Emmadonata Carbone, Donata Mussolino and Riccardo Viganò
This study investigates the relationship between board gender diversity (BGD) and the time to Initial Public Offering (IPO), which stands as an entrepreneurially risky choice…
Abstract
Purpose
This study investigates the relationship between board gender diversity (BGD) and the time to Initial Public Offering (IPO), which stands as an entrepreneurially risky choice, particularly challenging in family firms. We also investigate the moderating role of family ownership dispersion (FOD).
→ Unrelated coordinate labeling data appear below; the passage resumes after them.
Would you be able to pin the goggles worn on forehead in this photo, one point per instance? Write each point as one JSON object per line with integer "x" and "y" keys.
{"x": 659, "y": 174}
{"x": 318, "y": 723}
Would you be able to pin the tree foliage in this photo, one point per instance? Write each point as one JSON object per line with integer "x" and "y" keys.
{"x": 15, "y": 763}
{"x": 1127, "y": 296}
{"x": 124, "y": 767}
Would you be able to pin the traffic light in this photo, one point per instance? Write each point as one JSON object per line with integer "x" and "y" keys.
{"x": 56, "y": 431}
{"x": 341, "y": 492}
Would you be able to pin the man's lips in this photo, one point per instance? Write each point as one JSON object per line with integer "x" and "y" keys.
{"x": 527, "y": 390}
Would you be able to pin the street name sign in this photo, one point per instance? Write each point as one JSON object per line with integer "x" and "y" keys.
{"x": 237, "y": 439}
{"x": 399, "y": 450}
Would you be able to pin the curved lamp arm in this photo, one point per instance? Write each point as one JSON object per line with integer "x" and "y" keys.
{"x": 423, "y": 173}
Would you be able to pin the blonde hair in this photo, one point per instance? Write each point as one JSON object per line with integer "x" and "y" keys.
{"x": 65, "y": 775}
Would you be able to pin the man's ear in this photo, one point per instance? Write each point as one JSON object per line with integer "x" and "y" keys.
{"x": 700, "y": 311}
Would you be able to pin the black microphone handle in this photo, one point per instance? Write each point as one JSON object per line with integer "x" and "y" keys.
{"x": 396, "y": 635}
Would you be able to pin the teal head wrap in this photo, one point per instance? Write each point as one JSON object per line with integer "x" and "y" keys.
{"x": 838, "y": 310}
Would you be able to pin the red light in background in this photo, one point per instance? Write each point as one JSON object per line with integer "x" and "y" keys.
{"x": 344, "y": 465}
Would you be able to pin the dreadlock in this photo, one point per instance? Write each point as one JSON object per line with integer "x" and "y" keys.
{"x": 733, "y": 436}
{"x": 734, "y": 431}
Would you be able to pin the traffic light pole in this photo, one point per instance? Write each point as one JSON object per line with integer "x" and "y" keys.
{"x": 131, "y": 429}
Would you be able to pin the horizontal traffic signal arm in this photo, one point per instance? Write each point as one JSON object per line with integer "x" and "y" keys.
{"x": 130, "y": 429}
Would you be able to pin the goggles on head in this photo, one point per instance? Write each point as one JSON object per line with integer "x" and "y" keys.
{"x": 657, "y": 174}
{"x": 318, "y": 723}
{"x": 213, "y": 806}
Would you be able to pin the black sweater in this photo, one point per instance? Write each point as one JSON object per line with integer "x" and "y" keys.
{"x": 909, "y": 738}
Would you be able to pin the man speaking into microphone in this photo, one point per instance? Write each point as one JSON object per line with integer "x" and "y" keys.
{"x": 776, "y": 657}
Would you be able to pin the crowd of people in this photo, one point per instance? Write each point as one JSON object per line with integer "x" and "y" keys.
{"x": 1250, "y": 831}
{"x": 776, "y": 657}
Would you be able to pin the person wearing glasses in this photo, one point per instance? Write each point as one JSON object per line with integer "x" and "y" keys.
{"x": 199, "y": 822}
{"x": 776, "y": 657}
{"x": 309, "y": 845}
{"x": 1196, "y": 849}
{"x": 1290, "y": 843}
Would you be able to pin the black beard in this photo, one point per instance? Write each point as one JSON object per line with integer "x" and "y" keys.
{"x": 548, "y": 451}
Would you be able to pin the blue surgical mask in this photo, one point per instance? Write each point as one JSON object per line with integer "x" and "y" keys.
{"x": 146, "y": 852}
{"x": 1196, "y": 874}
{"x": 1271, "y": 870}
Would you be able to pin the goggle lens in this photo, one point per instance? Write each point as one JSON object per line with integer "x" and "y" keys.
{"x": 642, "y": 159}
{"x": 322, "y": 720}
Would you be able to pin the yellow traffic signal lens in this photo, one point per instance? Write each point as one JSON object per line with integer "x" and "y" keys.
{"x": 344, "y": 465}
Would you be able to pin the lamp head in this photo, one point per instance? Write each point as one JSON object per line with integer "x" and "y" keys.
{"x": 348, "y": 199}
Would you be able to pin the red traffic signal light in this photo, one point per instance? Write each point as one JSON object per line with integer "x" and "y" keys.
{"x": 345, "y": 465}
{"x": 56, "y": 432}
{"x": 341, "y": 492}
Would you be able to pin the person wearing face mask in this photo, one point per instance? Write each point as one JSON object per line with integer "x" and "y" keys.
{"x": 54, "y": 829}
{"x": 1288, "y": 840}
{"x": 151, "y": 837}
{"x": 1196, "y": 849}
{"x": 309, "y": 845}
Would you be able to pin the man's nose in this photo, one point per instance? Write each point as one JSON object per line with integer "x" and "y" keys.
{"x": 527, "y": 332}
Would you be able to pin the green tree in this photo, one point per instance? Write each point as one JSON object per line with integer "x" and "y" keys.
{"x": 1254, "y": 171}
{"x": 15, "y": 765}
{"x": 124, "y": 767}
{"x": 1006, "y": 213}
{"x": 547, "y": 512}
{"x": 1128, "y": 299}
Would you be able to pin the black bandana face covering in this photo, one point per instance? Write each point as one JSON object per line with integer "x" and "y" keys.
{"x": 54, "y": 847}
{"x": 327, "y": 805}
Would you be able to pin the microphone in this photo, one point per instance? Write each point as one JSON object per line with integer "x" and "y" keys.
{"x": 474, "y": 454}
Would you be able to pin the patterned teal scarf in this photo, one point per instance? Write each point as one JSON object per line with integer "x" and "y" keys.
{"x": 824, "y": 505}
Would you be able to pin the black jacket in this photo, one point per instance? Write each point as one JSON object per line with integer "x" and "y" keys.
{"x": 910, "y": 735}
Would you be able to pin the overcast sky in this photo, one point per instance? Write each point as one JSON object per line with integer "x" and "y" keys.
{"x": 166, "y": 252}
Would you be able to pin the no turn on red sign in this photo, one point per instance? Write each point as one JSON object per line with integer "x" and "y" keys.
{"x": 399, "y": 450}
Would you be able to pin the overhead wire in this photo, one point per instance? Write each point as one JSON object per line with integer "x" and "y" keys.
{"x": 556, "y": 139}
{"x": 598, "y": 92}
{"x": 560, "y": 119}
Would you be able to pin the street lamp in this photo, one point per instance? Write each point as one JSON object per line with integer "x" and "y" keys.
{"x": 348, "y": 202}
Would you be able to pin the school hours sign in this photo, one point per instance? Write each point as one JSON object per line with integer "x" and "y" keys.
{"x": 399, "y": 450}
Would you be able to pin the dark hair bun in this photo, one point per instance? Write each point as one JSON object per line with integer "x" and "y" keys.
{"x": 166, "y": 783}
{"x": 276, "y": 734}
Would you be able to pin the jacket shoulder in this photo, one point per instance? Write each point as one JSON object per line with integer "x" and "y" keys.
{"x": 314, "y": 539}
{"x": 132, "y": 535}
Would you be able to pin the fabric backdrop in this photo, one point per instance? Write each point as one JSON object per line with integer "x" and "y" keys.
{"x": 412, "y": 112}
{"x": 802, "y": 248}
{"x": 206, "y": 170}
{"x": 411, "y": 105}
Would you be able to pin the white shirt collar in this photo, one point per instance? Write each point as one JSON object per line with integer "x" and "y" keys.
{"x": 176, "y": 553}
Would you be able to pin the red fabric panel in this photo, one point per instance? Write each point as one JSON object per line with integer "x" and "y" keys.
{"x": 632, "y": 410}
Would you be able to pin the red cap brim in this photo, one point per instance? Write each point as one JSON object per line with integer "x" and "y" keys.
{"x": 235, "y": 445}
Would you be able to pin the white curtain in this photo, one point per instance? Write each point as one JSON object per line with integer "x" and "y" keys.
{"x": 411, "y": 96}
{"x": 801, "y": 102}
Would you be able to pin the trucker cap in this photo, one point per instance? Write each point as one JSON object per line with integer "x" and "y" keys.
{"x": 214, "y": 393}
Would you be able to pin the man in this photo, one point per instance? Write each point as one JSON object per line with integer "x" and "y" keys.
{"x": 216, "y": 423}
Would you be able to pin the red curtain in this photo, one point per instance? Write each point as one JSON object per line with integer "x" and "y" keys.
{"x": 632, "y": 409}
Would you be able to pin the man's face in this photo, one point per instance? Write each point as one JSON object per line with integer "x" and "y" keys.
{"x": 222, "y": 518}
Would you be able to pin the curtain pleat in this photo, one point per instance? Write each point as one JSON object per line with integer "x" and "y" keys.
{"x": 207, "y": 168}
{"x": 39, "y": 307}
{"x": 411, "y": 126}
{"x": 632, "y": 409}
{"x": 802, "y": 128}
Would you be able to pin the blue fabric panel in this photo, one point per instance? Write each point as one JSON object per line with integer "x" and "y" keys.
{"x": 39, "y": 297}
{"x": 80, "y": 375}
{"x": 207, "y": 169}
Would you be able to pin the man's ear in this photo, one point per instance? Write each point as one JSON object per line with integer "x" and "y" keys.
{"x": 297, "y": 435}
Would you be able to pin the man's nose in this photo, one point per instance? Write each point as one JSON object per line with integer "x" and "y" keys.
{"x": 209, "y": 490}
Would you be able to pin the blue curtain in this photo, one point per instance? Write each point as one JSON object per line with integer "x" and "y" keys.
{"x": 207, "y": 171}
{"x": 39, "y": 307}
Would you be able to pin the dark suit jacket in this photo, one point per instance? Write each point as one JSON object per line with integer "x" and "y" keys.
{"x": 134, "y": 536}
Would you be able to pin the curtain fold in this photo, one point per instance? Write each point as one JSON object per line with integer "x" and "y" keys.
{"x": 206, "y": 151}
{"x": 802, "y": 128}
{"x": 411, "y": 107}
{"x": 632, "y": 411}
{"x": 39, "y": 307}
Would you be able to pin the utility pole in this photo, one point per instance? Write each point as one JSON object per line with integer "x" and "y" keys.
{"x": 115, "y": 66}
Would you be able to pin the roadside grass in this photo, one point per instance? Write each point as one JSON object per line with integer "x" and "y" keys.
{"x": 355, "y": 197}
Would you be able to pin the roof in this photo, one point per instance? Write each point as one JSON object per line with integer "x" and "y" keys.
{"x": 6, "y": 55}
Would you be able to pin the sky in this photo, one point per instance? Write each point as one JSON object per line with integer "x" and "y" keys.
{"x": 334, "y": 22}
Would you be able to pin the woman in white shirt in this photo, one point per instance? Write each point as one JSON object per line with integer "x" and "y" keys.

Design/methodology/approach
We draw on an integrated theoretical framework bringing together the upper echelons theory and the socio-emotional wealth (SEW) perspective and on hand-collected data on a sample of Italian family IPOs that occurred in the period 2000–2020. We employ ordinary least squares (OLS) regression and alternative model estimations to test our hypotheses.
Findings
BGD positively affects the time to IPO, thus, it increases the time required to go public. FOD negatively moderates this relationship. Our findings remain robust with different measures for BGD, FOD, and family business definition as well as with different econometric models.
Originality/value
The article develops literature on family firms and IPO and it enriches the academic debate about gender and IPOs in family firms. It adds to studies addressing the determinants of the time to IPO by incorporating gender diversity and the FOD into the discussion. Finally, it contributes to research on women and outcomes in family firms.